As we noted, Jesus taught: “But I say to you: don’t use violence to resist evil!” (Matt. 5.39, KNT). In the same breath he added: “love your enemies and pray for those who harass you” (Matt. 5.44, CEB). The New Testament is clear: you cannot follow Jesus and carry the sword of vengeance. Some will argue that God allows the government to use the sword to “punish evildoers.” This is true, not to the extent evangelicals often think; but yes, the governments of the world are here to maintain order.
Yet, even in the passage that is often appealed to, Romans 13, we clearly see that the church and the state are never thought of as blending roles. In other words, a “church person” would never simultaneously be a governmental leader (at least, not for long) as Paul saw things. You can’t wear two hats, a religious one and a secular governmental one, and follow Jesus. Jesus invites us to count all things as rubbish besides knowing him.

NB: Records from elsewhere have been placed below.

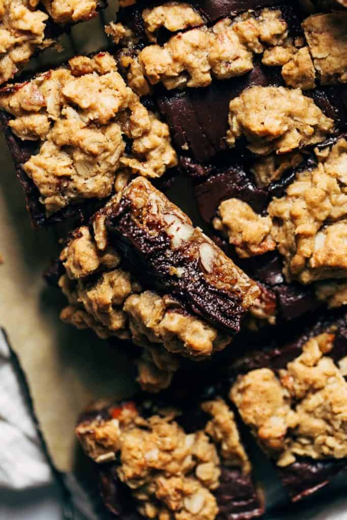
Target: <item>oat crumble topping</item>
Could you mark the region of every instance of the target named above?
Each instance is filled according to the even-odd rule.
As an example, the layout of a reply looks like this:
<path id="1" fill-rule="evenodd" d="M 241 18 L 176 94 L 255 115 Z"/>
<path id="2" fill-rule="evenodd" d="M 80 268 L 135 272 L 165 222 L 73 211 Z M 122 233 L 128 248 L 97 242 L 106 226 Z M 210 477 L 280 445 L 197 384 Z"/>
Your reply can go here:
<path id="1" fill-rule="evenodd" d="M 119 454 L 117 474 L 144 516 L 214 520 L 219 509 L 213 491 L 219 486 L 221 460 L 245 474 L 251 466 L 225 401 L 217 398 L 201 407 L 211 419 L 204 430 L 193 433 L 176 421 L 178 410 L 158 410 L 145 419 L 130 402 L 110 408 L 111 419 L 82 422 L 76 434 L 99 463 Z"/>
<path id="2" fill-rule="evenodd" d="M 168 26 L 168 14 L 160 14 L 157 23 Z M 185 21 L 181 20 L 181 24 Z M 146 47 L 139 53 L 139 63 L 151 84 L 162 82 L 169 89 L 204 87 L 212 76 L 226 79 L 251 70 L 253 53 L 282 43 L 287 33 L 281 11 L 264 9 L 256 18 L 247 12 L 233 20 L 225 18 L 211 29 L 203 26 L 179 33 L 162 46 Z"/>
<path id="3" fill-rule="evenodd" d="M 61 318 L 102 338 L 131 339 L 143 347 L 139 381 L 158 391 L 169 385 L 178 368 L 174 354 L 201 359 L 224 348 L 231 338 L 184 312 L 175 300 L 143 291 L 108 245 L 104 218 L 95 219 L 94 237 L 82 226 L 61 253 L 66 274 L 59 285 L 69 305 Z"/>
<path id="4" fill-rule="evenodd" d="M 171 32 L 202 25 L 203 20 L 189 4 L 170 2 L 142 11 L 148 40 L 156 42 L 156 32 L 164 27 Z"/>
<path id="5" fill-rule="evenodd" d="M 238 199 L 225 200 L 218 208 L 218 215 L 213 219 L 213 227 L 228 237 L 241 258 L 275 249 L 276 242 L 270 235 L 271 218 L 258 215 L 247 202 Z"/>
<path id="6" fill-rule="evenodd" d="M 334 337 L 328 332 L 310 340 L 278 376 L 253 370 L 231 389 L 242 419 L 279 466 L 297 456 L 347 456 L 347 382 L 327 355 Z"/>
<path id="7" fill-rule="evenodd" d="M 312 99 L 299 89 L 254 86 L 229 105 L 227 142 L 245 135 L 254 153 L 286 153 L 324 141 L 333 128 Z"/>
<path id="8" fill-rule="evenodd" d="M 314 66 L 324 85 L 347 82 L 347 13 L 316 15 L 303 23 Z"/>
<path id="9" fill-rule="evenodd" d="M 345 277 L 347 268 L 347 141 L 316 154 L 317 167 L 298 173 L 268 208 L 286 278 L 304 283 Z"/>
<path id="10" fill-rule="evenodd" d="M 96 15 L 96 0 L 42 0 L 42 2 L 57 23 L 82 21 Z"/>
<path id="11" fill-rule="evenodd" d="M 168 127 L 126 86 L 107 53 L 4 89 L 0 107 L 14 116 L 17 136 L 41 141 L 23 168 L 47 214 L 110 195 L 121 167 L 156 177 L 177 163 Z M 130 155 L 123 135 L 132 140 Z"/>
<path id="12" fill-rule="evenodd" d="M 46 13 L 38 1 L 0 1 L 0 84 L 13 77 L 45 41 Z"/>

So, in this heated election season, I’m convinced that any discussions about which candidate is more “Christian” is mere folly. To invest too much energy into the faith of a candidate plays into the hand of the imperial madness of the election cycle.
Faithfully following Jesus in all obvious areas of discipleship and being President is impossible in our current system. For this reason, I don’t think we need to worry about which faith a candidate subscribes to. If you vote, which I see as a gray area, cast a ballot for the person who will do a better job for the most vulnerable in our world.
See a vote as the lesser of two evils and nothing more. Don’t waste time worrying about if the candidate is Muslim, Christian, Jewish, Mormon, or unaffiliated. Remember, it’s impossible to follow Jesus in this one basic matter of discipleship (nonviolent love) and to be the President of the United States. So don’t blame him for your choices at the voting booth.
*To be clear, I am not saying that it is impossible for someone to serve in a violent profession and to be a Christian. I know many Christians who are in the Army, Navy, police force, and in government office. I think they are wrong on how they read the Bible on this issue, but I would never call them non-Christians. In this article I try to make a distinction between being a “Christian” and being a follower of the way of discipleship in Jesus Christ. Someone is neglecting an element of discipleship if they resort to violence. That is my point. It is not a judgmental point, but one that comes from a posture of grace and love.
**I realize that this shift, although drastic, was gaining momentum in some sectors of the church prior to Constantine. However, those endorsing violent professions were considered outside of the mainstream of the fold.